The Futility of Philosophy as a Way of Redemption

'How would Bultmann answer the objection that the Christ event, regarded as an actual intervention on the plane of reality, is just as mythological as the rest of the kerygma? For this reality is, Bultmann maintains, a closed system determined by the laws of cause and effect, and any idea of an intervention ab extra necessarily implies a mythical world view which is no longer tenable.'

'Self-consciousness is the only sphere unaffected by the closed system of cause and effect, and therefore the only sphere which religion can claim as its own, and which is uncontaminated by mythology.'

[If this is what Bultmann is thinking, then this doesn't work. The final sphere is now getting thoroughly contaminated.]
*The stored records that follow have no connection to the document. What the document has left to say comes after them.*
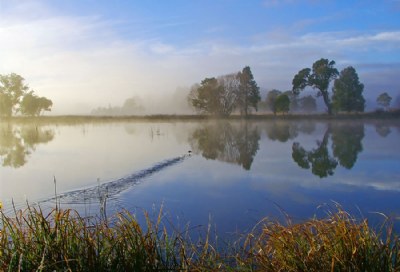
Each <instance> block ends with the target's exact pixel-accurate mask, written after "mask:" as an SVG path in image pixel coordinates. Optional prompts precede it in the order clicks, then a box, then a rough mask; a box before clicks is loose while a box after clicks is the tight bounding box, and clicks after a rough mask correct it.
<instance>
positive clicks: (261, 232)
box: [0, 207, 400, 272]
mask: <svg viewBox="0 0 400 272" xmlns="http://www.w3.org/2000/svg"><path fill="white" fill-rule="evenodd" d="M161 215H162V211H160V213H159V216H158V217H157V218H156V222H152V221H151V220H150V219H149V216H148V215H147V213H145V216H146V219H147V221H146V222H147V225H146V226H145V228H142V226H140V225H139V224H138V222H137V221H136V219H135V216H134V215H132V214H131V213H129V212H127V211H123V212H120V213H118V214H116V215H115V217H113V218H110V221H108V220H107V219H106V220H105V221H103V220H96V219H94V218H82V217H81V216H80V215H79V214H78V213H77V212H76V211H74V210H69V209H68V210H60V209H54V210H52V211H50V212H49V213H45V212H44V211H42V210H41V209H40V208H34V207H28V208H27V209H26V210H20V211H15V215H14V216H13V217H11V216H6V215H5V214H4V213H3V212H2V211H1V208H0V269H1V270H2V271H360V272H361V271H389V272H391V271H399V270H400V239H399V238H398V236H396V234H394V233H393V231H392V224H391V223H390V222H388V221H385V222H384V223H383V225H382V227H381V228H380V231H379V232H376V231H374V229H372V228H370V227H369V226H368V222H367V220H357V219H356V218H354V217H352V216H350V215H349V214H348V213H347V212H345V211H343V210H342V209H341V208H340V207H337V210H336V211H334V212H330V211H328V212H327V216H326V217H324V218H313V219H310V220H306V221H304V222H301V223H299V224H292V223H291V222H290V220H289V221H288V223H287V225H283V224H281V223H278V222H274V221H270V220H267V219H265V220H263V221H261V222H259V223H258V224H257V226H256V227H255V228H254V229H253V231H252V232H250V233H248V234H247V235H245V236H244V239H243V240H238V241H236V242H235V243H234V245H235V244H236V245H239V246H236V247H229V246H228V245H226V246H225V248H224V249H222V250H221V247H219V246H218V245H217V244H214V243H211V239H210V229H208V230H207V232H206V235H205V237H204V238H200V239H199V240H198V241H192V240H191V239H190V238H189V236H188V230H186V231H184V232H182V233H180V232H175V233H168V232H167V230H166V228H165V227H164V226H163V223H162V220H161V217H162V216H161ZM110 222H112V224H111V223H110ZM240 245H241V246H240Z"/></svg>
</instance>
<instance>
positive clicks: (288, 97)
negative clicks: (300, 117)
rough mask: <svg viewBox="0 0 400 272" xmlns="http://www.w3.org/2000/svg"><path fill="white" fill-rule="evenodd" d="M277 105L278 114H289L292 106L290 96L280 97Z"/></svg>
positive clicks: (278, 99)
mask: <svg viewBox="0 0 400 272" xmlns="http://www.w3.org/2000/svg"><path fill="white" fill-rule="evenodd" d="M275 105H276V111H277V112H282V113H288V112H289V106H290V99H289V96H287V95H286V94H281V95H279V96H278V97H277V98H276V101H275Z"/></svg>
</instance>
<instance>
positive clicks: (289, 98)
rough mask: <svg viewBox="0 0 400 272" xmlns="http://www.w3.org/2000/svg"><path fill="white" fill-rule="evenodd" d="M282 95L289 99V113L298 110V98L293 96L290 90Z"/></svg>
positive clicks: (298, 107)
mask: <svg viewBox="0 0 400 272" xmlns="http://www.w3.org/2000/svg"><path fill="white" fill-rule="evenodd" d="M283 93H284V94H285V95H287V96H288V97H289V100H290V105H289V109H290V111H297V110H298V109H299V98H298V95H296V94H294V93H293V92H292V90H288V91H285V92H283Z"/></svg>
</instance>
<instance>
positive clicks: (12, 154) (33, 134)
mask: <svg viewBox="0 0 400 272" xmlns="http://www.w3.org/2000/svg"><path fill="white" fill-rule="evenodd" d="M53 138H54V131H53V130H51V129H46V130H45V129H43V128H41V127H37V126H35V125H21V126H14V125H12V124H9V123H7V124H1V125H0V160H1V164H2V166H11V167H14V168H18V167H21V166H23V165H24V164H25V163H26V162H27V156H28V155H29V154H31V153H32V152H33V151H35V149H36V145H37V144H40V143H47V142H50V141H51V140H53Z"/></svg>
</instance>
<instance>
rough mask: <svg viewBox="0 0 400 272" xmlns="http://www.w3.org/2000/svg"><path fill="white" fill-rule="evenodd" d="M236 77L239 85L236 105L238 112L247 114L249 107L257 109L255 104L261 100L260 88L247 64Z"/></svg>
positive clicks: (241, 113) (250, 107)
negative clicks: (257, 84) (239, 81)
mask: <svg viewBox="0 0 400 272" xmlns="http://www.w3.org/2000/svg"><path fill="white" fill-rule="evenodd" d="M238 77H239V81H240V85H239V90H238V95H237V103H236V105H237V107H238V108H239V110H240V113H241V114H242V115H245V116H247V115H248V114H249V111H250V110H251V108H254V109H255V110H256V111H257V104H258V102H259V101H260V100H261V96H260V88H259V87H258V86H257V83H256V81H255V80H254V77H253V74H252V73H251V70H250V67H249V66H246V67H244V68H243V70H242V71H241V72H239V74H238Z"/></svg>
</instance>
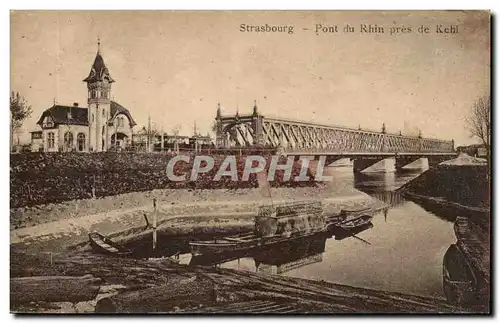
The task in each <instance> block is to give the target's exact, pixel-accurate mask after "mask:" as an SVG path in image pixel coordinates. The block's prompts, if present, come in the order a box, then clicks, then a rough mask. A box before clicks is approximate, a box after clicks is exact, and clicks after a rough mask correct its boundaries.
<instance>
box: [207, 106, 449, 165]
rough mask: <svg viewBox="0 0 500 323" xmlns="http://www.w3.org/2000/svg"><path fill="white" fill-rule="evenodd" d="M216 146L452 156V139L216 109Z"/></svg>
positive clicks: (256, 109) (354, 152)
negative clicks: (355, 127)
mask: <svg viewBox="0 0 500 323" xmlns="http://www.w3.org/2000/svg"><path fill="white" fill-rule="evenodd" d="M215 120H216V143H217V146H218V147H225V148H229V147H250V146H252V145H261V146H265V147H273V148H279V149H281V150H282V151H283V152H285V153H286V154H321V155H328V154H335V155H345V156H356V155H372V156H373V155H380V156H383V155H394V154H401V155H455V154H456V153H455V149H454V142H453V140H451V141H446V140H440V139H432V138H422V137H421V136H415V137H412V136H403V135H401V134H391V133H387V132H386V131H385V125H383V126H382V131H381V132H376V131H367V130H361V129H351V128H345V127H337V126H328V125H322V124H316V123H311V122H304V121H297V120H289V119H284V118H268V117H264V116H262V115H261V114H259V113H258V112H257V106H254V109H253V113H252V114H247V115H239V113H236V114H235V115H232V116H223V115H221V113H220V107H219V109H218V110H217V116H216V118H215Z"/></svg>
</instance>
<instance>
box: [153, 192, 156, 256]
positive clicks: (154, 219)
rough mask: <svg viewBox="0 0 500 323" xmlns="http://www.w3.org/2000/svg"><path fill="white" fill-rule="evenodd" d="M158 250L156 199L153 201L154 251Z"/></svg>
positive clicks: (153, 249)
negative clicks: (154, 250) (156, 217)
mask: <svg viewBox="0 0 500 323" xmlns="http://www.w3.org/2000/svg"><path fill="white" fill-rule="evenodd" d="M155 249H156V199H153V251H154V250H155Z"/></svg>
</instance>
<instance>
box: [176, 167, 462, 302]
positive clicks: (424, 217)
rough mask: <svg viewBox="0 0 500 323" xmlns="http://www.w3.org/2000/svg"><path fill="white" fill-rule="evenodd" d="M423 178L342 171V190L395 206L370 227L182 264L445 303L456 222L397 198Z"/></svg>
mask: <svg viewBox="0 0 500 323" xmlns="http://www.w3.org/2000/svg"><path fill="white" fill-rule="evenodd" d="M419 173H420V172H419V171H416V172H415V171H413V172H409V171H408V172H393V173H389V174H383V173H379V174H376V173H370V174H363V173H361V174H354V173H353V172H352V169H349V168H347V167H342V169H340V168H338V169H336V170H335V175H334V176H335V178H336V179H337V181H336V185H340V184H339V183H344V184H343V185H349V186H351V187H355V188H357V189H359V190H361V191H363V192H365V193H367V194H369V195H371V196H373V197H374V198H377V199H379V200H381V201H383V202H384V203H386V204H387V205H388V207H387V208H386V209H383V210H380V211H379V212H377V213H376V214H375V215H374V216H373V218H372V221H371V222H370V223H369V224H368V225H366V227H359V228H357V229H356V230H354V231H352V232H350V234H347V233H345V232H329V233H328V234H327V235H321V234H319V235H315V236H311V237H309V238H301V239H298V240H296V241H294V242H284V243H281V244H279V245H273V246H272V247H268V248H266V249H260V250H253V251H250V252H243V253H241V252H240V253H233V254H225V255H221V256H219V257H218V258H215V257H213V256H210V257H205V258H203V257H196V258H192V257H191V255H190V254H185V255H181V258H182V259H184V260H182V263H185V264H191V265H204V266H217V267H223V268H232V269H239V270H246V271H252V272H267V273H273V274H282V275H286V276H292V277H297V278H305V279H315V280H325V281H330V282H333V283H339V284H345V285H350V286H356V287H363V288H372V289H379V290H388V291H394V292H403V293H409V294H417V295H425V296H433V297H443V285H442V280H443V276H442V261H443V256H444V254H445V252H446V250H447V248H448V247H449V246H450V244H453V243H455V241H456V237H455V234H454V231H453V225H452V222H451V221H452V220H453V219H454V214H453V212H449V211H447V210H442V209H438V208H436V207H435V206H432V205H427V204H425V203H422V202H419V201H411V200H408V199H406V198H405V197H404V196H403V195H401V194H399V193H398V192H396V190H397V189H398V188H399V187H401V186H402V185H404V184H405V183H406V182H408V181H409V180H411V179H412V178H414V177H416V176H418V175H419ZM186 243H187V241H186ZM183 249H184V247H183ZM184 250H185V249H184ZM183 257H184V258H183Z"/></svg>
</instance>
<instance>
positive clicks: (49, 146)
mask: <svg viewBox="0 0 500 323" xmlns="http://www.w3.org/2000/svg"><path fill="white" fill-rule="evenodd" d="M47 147H48V148H49V149H51V148H54V147H55V136H54V133H53V132H49V133H48V134H47Z"/></svg>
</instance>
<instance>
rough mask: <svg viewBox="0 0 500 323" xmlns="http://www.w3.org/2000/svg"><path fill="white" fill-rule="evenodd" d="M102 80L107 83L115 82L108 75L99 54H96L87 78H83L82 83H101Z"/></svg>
mask: <svg viewBox="0 0 500 323" xmlns="http://www.w3.org/2000/svg"><path fill="white" fill-rule="evenodd" d="M104 78H107V79H108V81H109V83H113V82H114V81H115V80H113V79H112V78H111V75H110V74H109V70H108V68H107V67H106V64H104V59H103V58H102V56H101V54H100V53H99V52H97V55H96V56H95V59H94V64H92V68H91V69H90V73H89V76H87V78H85V79H84V80H83V81H84V82H87V83H91V82H98V81H103V80H104Z"/></svg>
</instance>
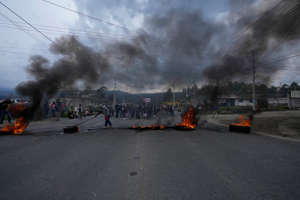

'The resurrection, he says, is not just a subjective experience. "A vision is never purely subjective. It always has an objective basis [ ... ] What the disciples saw was the product of imagination in the sense that they projected what they saw into the world of space and sense. But that does not make what they saw imaginary. The faith evoked by the preaching of the gospel is no more subjective than a man’s love for his friend. It is directed towards an object, though an object which is not purely external to him, but which operates as a reality within him".' (p. 152)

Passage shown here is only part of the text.